Si deux gouvernements ont démissionné depuis le début de la contestation le 17 octobre 2019, les mêmes politiciens --souvent d'anciens seigneurs de la guerre civile (1975-1990)-- les mêmes partis et les mêmes familles patriciennes continuent de monopoliser le pouvoir.

"Tous veut dire tous", ont scandé les protestataires pendant des semaines, réclamant le départ de l'ensemble de la classe politique quasi inchangée depuis des décennies, avant que les rassemblements se raréfient.

Samedi les manifestants doivent former dès 15H00 (12H00 GMT) un cortège qui partira de l'emblématique place des Martyrs, épicentre de la contestation au coeur de Beyrouth, pour se rendre au port, où une explosion cataclysmique a fait plus de 200 morts et 6.500 blessés.

Une veillée est prévue aux abords du port à 18H07 (15H07 GMT), heure précise à laquelle Beyrouth basculait dans l'enfer le 4 août.

Près du site de la déflagration, des protestataires ont installé une statue en métal pour marquer l'anniversaire de la "révolution" du 17 octobre.

"Je n'ai pas encore perdu espoir, parce que nous sommes toujours dans les rues, les uns avec les autres, face à un gouvernement corrompu", confie à l'AFP Mélissa, militante et manifestante infatigable.

- "Faillite et humiliation" -

La contestation avait éclaté en raison d'une taxe gouvernementale sur l'utilisation de WhatsApp.

Malgré la décision rapide des autorités de supprimer cette mesure, la contestation avait gagné l'ensemble du pays, illustrant un ras-le-bol généralisé des Libanais contre un système sclérosé, des services publics quasi inexistants et une économie en déliquescence.

Mais les rassemblements monstres des débuts, avec des centaines de milliers de personnes, sont devenus de plus en plus sporadiques et ont été violemment dispersés par les forces de l'ordre.

"Songe d'une nuit d'automne", titre samedi sur un ton shakespearien le quotidien Al-Akhbar, en référence aux aspirations des premières heures de la contestation.

"Entre deux octobres: faillite et humiliation", pouvait-on encore lire à la une du quotidien Al-Joumhouria.
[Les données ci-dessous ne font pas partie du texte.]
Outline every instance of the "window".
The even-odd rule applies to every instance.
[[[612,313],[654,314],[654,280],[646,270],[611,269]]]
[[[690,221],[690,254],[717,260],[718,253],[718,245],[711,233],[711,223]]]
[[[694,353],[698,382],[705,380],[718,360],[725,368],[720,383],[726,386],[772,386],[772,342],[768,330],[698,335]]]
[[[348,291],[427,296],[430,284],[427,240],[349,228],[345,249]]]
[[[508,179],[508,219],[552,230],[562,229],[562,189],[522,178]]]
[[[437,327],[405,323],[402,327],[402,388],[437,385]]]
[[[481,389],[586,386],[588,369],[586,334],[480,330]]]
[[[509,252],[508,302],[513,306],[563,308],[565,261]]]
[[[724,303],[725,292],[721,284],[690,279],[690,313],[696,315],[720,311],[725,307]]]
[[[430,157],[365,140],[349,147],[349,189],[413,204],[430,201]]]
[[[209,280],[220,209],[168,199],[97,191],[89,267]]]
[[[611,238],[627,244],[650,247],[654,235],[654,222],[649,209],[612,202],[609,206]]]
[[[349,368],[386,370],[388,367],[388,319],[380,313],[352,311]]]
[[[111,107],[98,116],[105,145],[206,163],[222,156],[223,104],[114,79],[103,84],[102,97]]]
Car depuis un an le pays, désormais en défaut de paiement, traverse une grave crise économique, marquée par un effondrement de la monnaie nationale face au dollar et des restrictions bancaires draconiennes sur les retraits et les transferts à l'étranger.

A cela s'ajoute une inflation galopante, des dizaines de milliers de licenciements et des coupes dans les salaires des employés. Des difficultés encore accentuées par la pandémie de Covid-19 et le confinement ayant paralysé le pays.

La moitié de la population vit désormais dans la pauvreté, selon les chiffres officiels, et la crise a poussé de plus en plus de jeunes aspirant à une vie meilleure à fuir le pays.

- "La révolution ne mourra pas" -

A Tripoli, ville pauvre du nord devenue un des épicentres de la contestation, les manifestants se sont mobilisés dès vendredi soir.

"Nous saluons notre révolution, elle continue, elle ne mourra pas tant que nous n'aurons pas concrétisé nos revendications", assène Taha Ratl. "Ils doivent tous partir", martèle-t-il.

Mais la vieille classe politique est toujours là, absorbée depuis plus de deux mois par des marchandages interminables visant à former un nouveau gouvernement, ignorant les appels de la communauté internationale à enclencher des réformes pour débloquer des aides cruciales.

Le gouvernement de Hassan Diab a démissionné dans la foulée de l'explosion au port, considérée par une grande partie de l'opinion publique comme une nouvelle preuve, s'il en fallait, de l'incurie des dirigeants.

De l'aveu même des autorités, l'explosion a été provoquée par une énorme quantité de nitrate d'ammonium, stockée depuis plus de six ans "sans mesures de précaution", à quelques encablures seulement de quartiers résidentiels de Beyrouth.

Initialement prévues jeudi, des consultations parlementaires visant à désigner le futur chef du gouvernement ont été reportées d'une semaine par le président Michel Aoun.

Ironie du sort, Saad Hariri, ancien Premier ministre qui avait démissionné à l'automne 2019 sous la pression de la rue, se dit désormais disposé à prendre la tête d'un nouveau gouvernement.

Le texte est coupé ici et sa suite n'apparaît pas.